合并后有没有可用的_merge指示? [英] Is there a _merge indicator available after a merge?
问题描述
在 dplyr
中合并后,有没有办法获得相当于 _merge
指标变量的方法?
Is there a way to get the equivalent of a _merge
indicator variable after a merge in dplyr
?
与熊猫 指标= True
选项相似的东西,本质上告诉你如何合并(每个数据集有多少个匹配等)。
Something similar to Pandas' indicator = True
option that essentially tells you how the merge went (how many matches from each dataset, etc).
以下是 Pandas
import pandas as pd
df1 = pd.DataFrame({'key1' : ['a','b','c'], 'v1' : [1,2,3]})
df2 = pd.DataFrame({'key1' : ['a','b','d'], 'v2' : [4,5,6]})

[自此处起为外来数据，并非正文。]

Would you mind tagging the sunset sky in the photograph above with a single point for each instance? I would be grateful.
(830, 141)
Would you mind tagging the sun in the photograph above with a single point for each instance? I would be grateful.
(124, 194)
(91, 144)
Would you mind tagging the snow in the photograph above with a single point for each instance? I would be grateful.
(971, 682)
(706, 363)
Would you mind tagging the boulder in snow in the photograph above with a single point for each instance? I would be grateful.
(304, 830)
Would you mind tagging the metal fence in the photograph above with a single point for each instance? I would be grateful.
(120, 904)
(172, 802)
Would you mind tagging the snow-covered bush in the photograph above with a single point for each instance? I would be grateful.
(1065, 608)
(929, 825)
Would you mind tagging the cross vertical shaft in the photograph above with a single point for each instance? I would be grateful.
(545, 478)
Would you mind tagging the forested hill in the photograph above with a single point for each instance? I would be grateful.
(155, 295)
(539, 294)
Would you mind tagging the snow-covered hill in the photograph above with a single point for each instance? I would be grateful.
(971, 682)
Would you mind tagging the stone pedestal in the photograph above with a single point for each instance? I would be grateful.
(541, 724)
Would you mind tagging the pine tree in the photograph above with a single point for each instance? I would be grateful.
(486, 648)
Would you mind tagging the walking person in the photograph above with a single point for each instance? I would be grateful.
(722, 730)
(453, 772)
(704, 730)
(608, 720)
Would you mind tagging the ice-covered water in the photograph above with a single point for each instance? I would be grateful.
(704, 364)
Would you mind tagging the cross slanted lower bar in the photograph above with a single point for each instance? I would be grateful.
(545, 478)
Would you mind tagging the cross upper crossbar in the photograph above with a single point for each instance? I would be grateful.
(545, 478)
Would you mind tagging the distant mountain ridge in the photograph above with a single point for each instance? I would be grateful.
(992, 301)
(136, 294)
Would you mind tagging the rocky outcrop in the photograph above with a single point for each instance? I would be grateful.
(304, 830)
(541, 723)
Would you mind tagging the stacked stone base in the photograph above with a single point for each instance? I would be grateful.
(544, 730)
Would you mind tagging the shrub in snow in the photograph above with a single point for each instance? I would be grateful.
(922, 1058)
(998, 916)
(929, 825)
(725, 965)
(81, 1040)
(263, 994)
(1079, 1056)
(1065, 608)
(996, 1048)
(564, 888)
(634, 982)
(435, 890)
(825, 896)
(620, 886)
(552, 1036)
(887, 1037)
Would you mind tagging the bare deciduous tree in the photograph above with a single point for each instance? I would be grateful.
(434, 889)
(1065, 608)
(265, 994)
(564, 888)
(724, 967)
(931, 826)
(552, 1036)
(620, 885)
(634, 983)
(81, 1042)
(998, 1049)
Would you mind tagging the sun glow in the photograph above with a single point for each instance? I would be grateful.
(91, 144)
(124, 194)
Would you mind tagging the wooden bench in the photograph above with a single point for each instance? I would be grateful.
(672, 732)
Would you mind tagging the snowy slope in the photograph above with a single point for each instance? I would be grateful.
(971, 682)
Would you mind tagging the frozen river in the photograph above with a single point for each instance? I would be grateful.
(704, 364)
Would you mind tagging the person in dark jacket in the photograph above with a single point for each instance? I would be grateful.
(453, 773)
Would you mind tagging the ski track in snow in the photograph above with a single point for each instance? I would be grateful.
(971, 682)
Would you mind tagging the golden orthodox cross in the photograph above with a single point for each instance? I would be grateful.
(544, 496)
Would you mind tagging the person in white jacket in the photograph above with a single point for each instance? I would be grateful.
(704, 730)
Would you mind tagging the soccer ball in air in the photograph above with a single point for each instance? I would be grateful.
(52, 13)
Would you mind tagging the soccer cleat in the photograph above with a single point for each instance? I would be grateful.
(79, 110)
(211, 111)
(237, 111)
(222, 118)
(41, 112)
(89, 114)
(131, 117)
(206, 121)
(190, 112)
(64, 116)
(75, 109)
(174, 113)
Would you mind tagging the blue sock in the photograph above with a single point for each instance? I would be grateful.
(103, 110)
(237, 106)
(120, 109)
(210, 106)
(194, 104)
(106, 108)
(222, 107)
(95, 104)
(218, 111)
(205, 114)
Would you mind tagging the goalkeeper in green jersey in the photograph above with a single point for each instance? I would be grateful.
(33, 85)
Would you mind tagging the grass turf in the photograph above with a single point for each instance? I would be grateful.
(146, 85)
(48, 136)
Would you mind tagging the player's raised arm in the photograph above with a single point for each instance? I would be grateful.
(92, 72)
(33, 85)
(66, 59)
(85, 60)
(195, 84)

match = df1.merge(df2, how = 'left', indicator = True)
这里,在左侧加入
之间 df1
和 df2
,您要立即知道 df1
中有多少行在 df2
,其中有多少没有
Here, after a left join
between df1
and df2
, you want to immediately know how many rows in df1
found a match in df2
and how many of them did not
match
Out[53]:
key1 v1 v2 _merge
0 a 1 4.0 both
1 b 2 5.0 both
2 c 3 NaN left_only
我可以列表这个合并
变量:
match._merge.value_counts()
Out[52]:
both 2
left_only 1
right_only 0
Name: _merge, dtype: int64
我没有看到任何选项可用,比如说,左加入 dplyr
I don't see any option available after a, say, left join in dplyr
key1 = c('a','b','c')
v1 = c(1,2,3)
key2 = c('a','b','d')
v2 = c(4,5,6)
df1 = data.frame(key1,v1)
df2 = data.frame(key2,v2)
> left_join(df1,df2, by = c('key1' = 'key2'))
key1 v1 v2
1 a 1 4
2 b 2 5
3 c 3 NA
我在这里遗漏了什么?
谢谢!
Am I missing something here? Thanks!
推荐答案
我们根据 inner_join
, anti_join
然后绑定 bind_rows
d1 <- inner_join(df1, df2, by = c('key1' = 'key2')) %>%
mutate(merge = "both")
bind_rows(d1, anti_join(df1, df2, by = c('key1' = 'key2')) %>%
mutate(merge = 'left_only'))
这篇关于合并后有没有可用的_merge指示?的文章就介绍到这了,希望我们推荐的答案对大家有所帮助,也希望大家多多支持IT屋!